Babcock v. Bryant

Pütnam J.

delivered the opinion of the Court. The question is, whether the promise is to be considered as an original or a collateral undertaking. We think it was the latter. The defendant was to be responsible and pay to the plaintiffs for whatever goods had been or might be delivered to Thomas C. Case. The claim of the plaintiffs is for goods delivered after the making of the promise ; for which Case gave to them his negotiable note. If he were not the principal debtor, it is difficult to account for the plaintiffs’ having taken the note' of him. They must have understood that he was liable in the first instance. It would follow, that the meaning of the parties to the contract now in question was, that the defendant was to be liable to pay if the principal debtor did not, and if the defendant should have reasonable notice of the default of the principal. If the person for whose use the goods were furnished was liable, the party making the collateral promise can be compelled to pay only by a special action of assumpsit stating the particular circumstances of the promise, and not on *139a general indebitatus assumpsit for goods sold to the defendant, or to another at the defendant’s request. 1 Wms. Saund. 211 a.

The guaranty was of a debt thereafter to be created. ' It was of a collateral matter, and not of the mere debt of the defendant. He had no means, or certainly not so good means as the plaintiffs had, of knowing the quantity of goods, and the value of the same, that the plaintiffs should deliver to Case. The general principle is well stated in Norton v. Eastman, 4 Greenl. 521, that where the party cannot know beforehand whether he is ultimately to be liable or not, nor to what extent, it is necessary, in order to charge him, that he should have reasonable notice. It seems to us to be very clear, that the defendant would not be liable to pay until after notice of the amount of the goods which the plaintiffs had delivered, and a special request to pay for them. Com. Dig. Pleader, C 69, C 73, C 74. The case is in many respects like that of Duval et al. v. Trask, 12 Mass. R. 154; which was an undertaking to be responsible for goods which should be furnished to the defendant’s brother. The goods were delivered in 1809, and the action was tried in November 1814. But it appeared in that case, that the plaintiffs had made inquiries respecting the brother and that he was unable to pay, and that the defendant was notified of the failure of his brother to pay the debt, on July 19, 1812, and the defendant replied, on the 26th of the same July, recognizing his liability.
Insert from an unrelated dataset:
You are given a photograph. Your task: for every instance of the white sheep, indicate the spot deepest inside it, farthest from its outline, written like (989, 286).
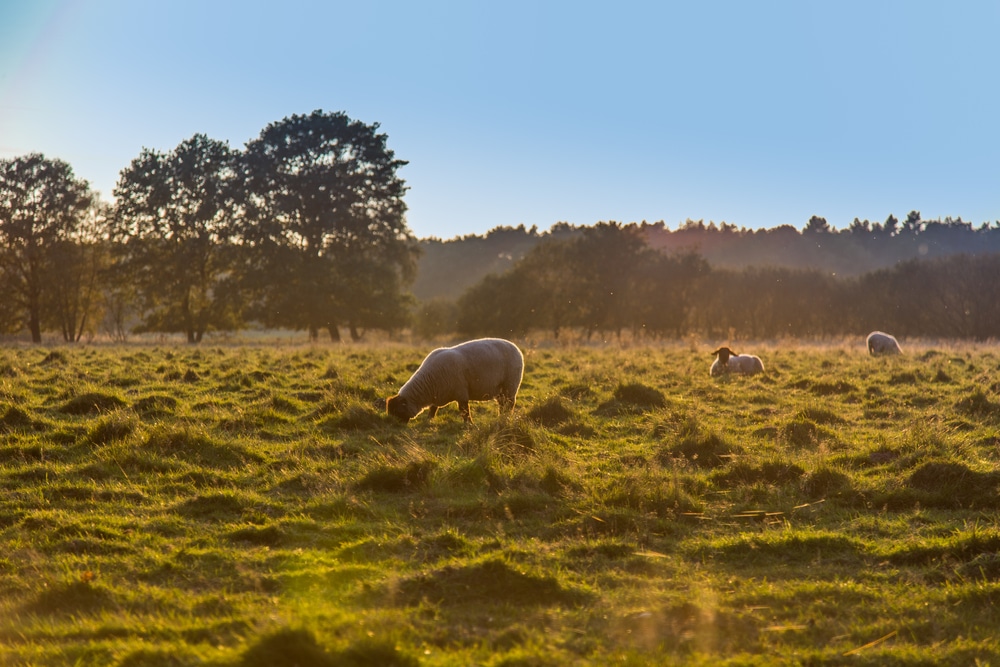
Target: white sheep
(880, 343)
(477, 370)
(727, 361)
And upon these facts the Court were of opinion that the defendant was liable. But it does not appear in the case at bar, that the defendant had any notice, before this action was commenced, of the amount of goods which were delivered upon his guaranty, to Thomas C. Case.

In the case of Sturgis v. Robbins, notice and request were proved, notwithstanding the undertaking was to pay a certain sum at a certain time, if the principal did not pay.

In the case of Cremer v. Higginson, 1 Mason, 224, the defendant had guarantied the advances which should be made, to the amount of 50,000 dollars, and it was held that notice of the advances should be given in a reasonable time ; and if it were not, and a material alteration should have happened in *140regard to the pecuniary circumstances of the principal debtor in the mean time, the guarantor would be discharged.

We do not think that the making of the note by Case, is to be considered as a bar to the claim of the plaintiffs, upon the contract of the defendant.

The plaintiffs may discontinue; and if there has not been any material change of circumstances in regard to Case, they may perhaps now give the notice and make the request which we think to be prerequisites to an action upon this guaranty.